It’s not every day that Google’s homepage is accompanied by anything other than its logo and search bar. Today, the homepage features a simple question and statement, “Love the free and open Internet? Tell the world's governments to keep it that way.”
The link leads to Google’s Take Action page, a site dedicated to a free and open Web. The International Telecommunication Union (ITU) is bringing together regulators from around the world to re-negotiate a decades-old communications treaty. Forty-two countries filter and censor content and in just the last two years, governments have enacted 19 new laws threatening online free expression. Some proposals could permit governments to censor legitimate speech — or even allow them to cut off Internet access.
Proposed changes could increase censorship, and would require services like YouTube, Facebook and Skype to pay new tolls in order to reach people across borders. This could limit access to information — particularly in emerging markets.

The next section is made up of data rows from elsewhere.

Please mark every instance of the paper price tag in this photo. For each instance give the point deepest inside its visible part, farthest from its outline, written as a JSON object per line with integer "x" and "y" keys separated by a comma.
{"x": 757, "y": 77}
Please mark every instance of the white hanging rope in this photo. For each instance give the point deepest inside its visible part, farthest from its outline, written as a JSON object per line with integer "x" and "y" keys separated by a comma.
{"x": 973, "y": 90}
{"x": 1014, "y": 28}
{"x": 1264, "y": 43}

More than two billion people around the world use the Internet to discover, work, share and communicate. More than two million smartphones are connected around the world every day, more than 325 million photos are shared on social media every day, 143,000 Internet-related businesses started every year in 30 developing countries and there are 70 hours of video uploaded to YouTube per minute, with 70 percent of viewers outside of the U.S. Google’s aim is to get users, experts and organizations to voice their support for a free and open Internet that enables all of this sharing and communicating.
“A free and open world depends on a free and open Internet. Governments alone, working behind closed doors, should not direct its future. The billions of people around the globe who use the Internet should have a voice,” the page reads.

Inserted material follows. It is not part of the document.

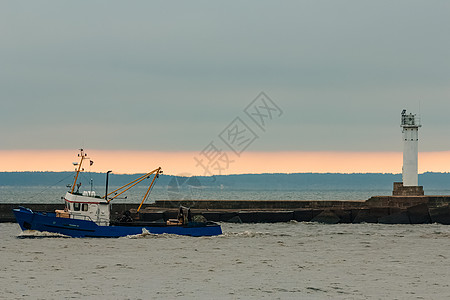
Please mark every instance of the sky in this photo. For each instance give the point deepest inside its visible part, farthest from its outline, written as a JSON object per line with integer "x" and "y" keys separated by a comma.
{"x": 173, "y": 80}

The site is promoting the movement with the #freeandopen hashtag, and more than 1.5 million people have signed to petition the ITU’s proposals. There is an interactive map updated in real-time to show how many and where people are voicing their support. The ITU negotiations will begin today and continue until Dec. 14.
This isn’t the first time the Internet has teamed up to protest changes to the Internet as we know it. Jan. 18, 2012 was the largest online protest in history to stop the Internet censorship bills, SOPA and PIPA. The Internet also joined in an anti-ACTA protest earlier this year.